Открытое дренирование

Метод открытого дренирования рекомендуется использовать в тех случаях, когда закрытое дренирование инфицированной плевральной полости оказалось неэффективным [53, 54]. От­крытое дренирование можно осуществлять двумя способами. Наиболее простой способ состоит в резекции сегментов 1—3 ре­бер над нижней частью эмпиемы с последующим введением в плевральную полость одной или нескольких коротких трубок большого диаметра. Трубки следует ежедневно промывать сла­бым антисептическим раствором. Отделяемое из плевральной полости можно собирать в специальный пакет (для колостомы), прикрепленный к трубке. Преимущество данного метода заклю­чается в том что он обеспечивает более полное дренирование и больной не привязан к дренажной системе.

Аналогичный, но более сложный метод открытого дрениро­вания заключается в том, что после резекции одного или нескольких ребер подшивают кожно-мышечный лоскут Таким об­разом, что он выстилает пространство между плевральной полостью и поверхностью грудной клетки [53, 55]. Преимуще­ство данного метода с использованием кожно-мышечного лоску­та (лоскут Eloesser) заключается в том, что в результате созда­ется выстланная кожей фистула, позволяющая дренировать плевральную полость без использования трубок. Больной может находиться с такой фистулой в домашних условиях, кроме того, данный метод обеспечивает постепенную облитерацию полости эмпиемы.

Важно не переходить к открытому дренированию на раннем этапе осложненного парапневмонического выпота. При откры­том дренировании плевральная полость подвержена воздей­ствию атмосферного давления. Если висцеральная и париеталь­ная плевра, находящиеся в контакте с плевральной жидкостью, не спаяны в результате воспалительного процесса, то контакт с атмосферным давлением приведет к развитию пневмоторакса. Прежде чем перейти к открытому дренированию, это можно проверить, оставив на короткий период конец дренажной труб­ки на открытом воздухе и рентгенологически определив, спа­лось ли легкое. Если легкое спалось, открытое дренирование все же можно выполнить, но в таком случае следует обеспе­чить герметичное соединение дренажной трубки большого диаметра с подводной системой аспирации [53].

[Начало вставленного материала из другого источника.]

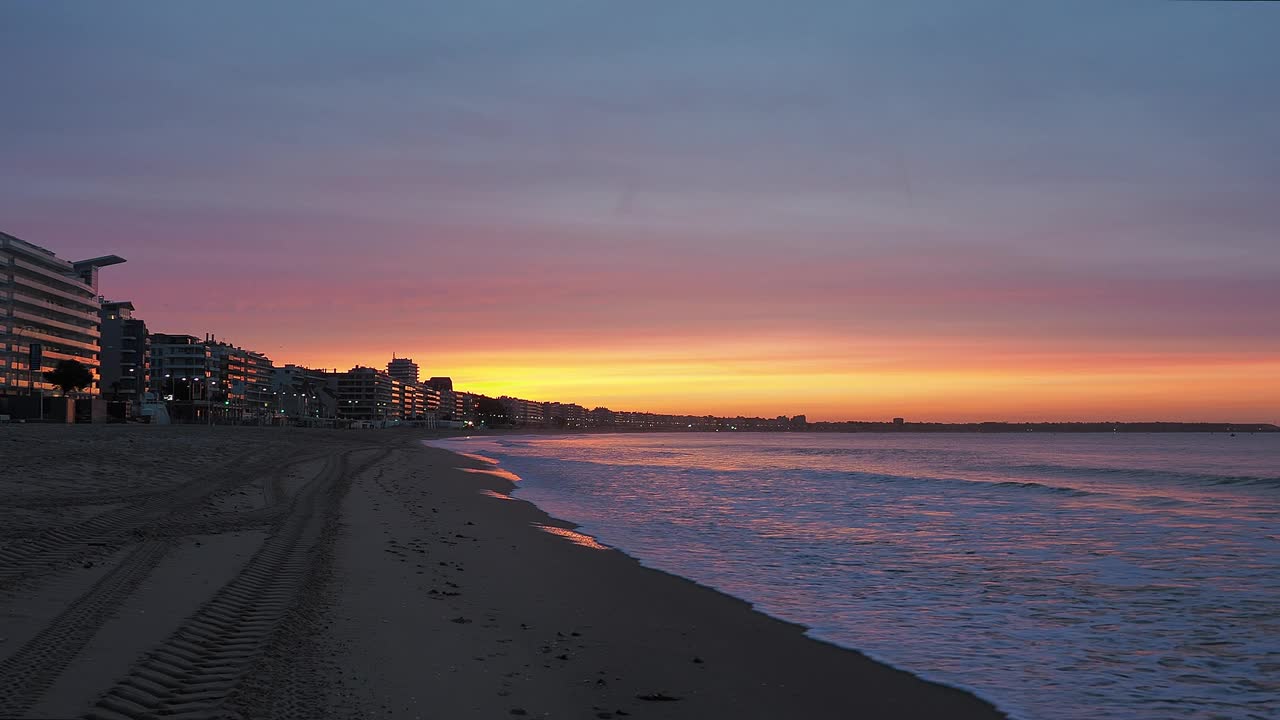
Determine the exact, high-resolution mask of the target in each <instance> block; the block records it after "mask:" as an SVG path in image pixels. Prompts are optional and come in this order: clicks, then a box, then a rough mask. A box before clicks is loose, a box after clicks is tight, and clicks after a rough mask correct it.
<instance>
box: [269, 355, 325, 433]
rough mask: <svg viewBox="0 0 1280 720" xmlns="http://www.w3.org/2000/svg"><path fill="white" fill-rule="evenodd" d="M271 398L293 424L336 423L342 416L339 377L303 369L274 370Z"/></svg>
mask: <svg viewBox="0 0 1280 720" xmlns="http://www.w3.org/2000/svg"><path fill="white" fill-rule="evenodd" d="M271 395H273V397H274V398H276V407H278V409H280V410H284V413H283V415H284V416H285V418H288V419H291V420H307V421H308V423H316V421H317V420H332V419H333V418H337V416H338V393H337V382H335V377H334V375H333V374H330V373H326V372H324V370H312V369H310V368H303V366H301V365H285V366H283V368H271Z"/></svg>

Иногда у больных хотя и наблюдается улучшение клини­ческого состояния, что подтверждается рентгенологическими данными, но гнойное отделяемое продолжает поступать по дре­нажу. В таких случаях решение относительно необходимости открытого дренирования принимают после введения в плев­ральную полость через дренажную трубку контрастного веще­ства [54]. Если при контрастном исследовании выявлена лишь небольшая полость в месте вхождения трубки, то открытое дренирование производить не следует; надо постепенно в тече­ние нескольких дней удалить дренаж, а остаточная полость затянется грануляционной тканью. Если же выявлена доста­точно большая полость (более 50 мл), то рекомендуется про­извести больному открытое дренирование или плеврэктомию с декортикацией легкого.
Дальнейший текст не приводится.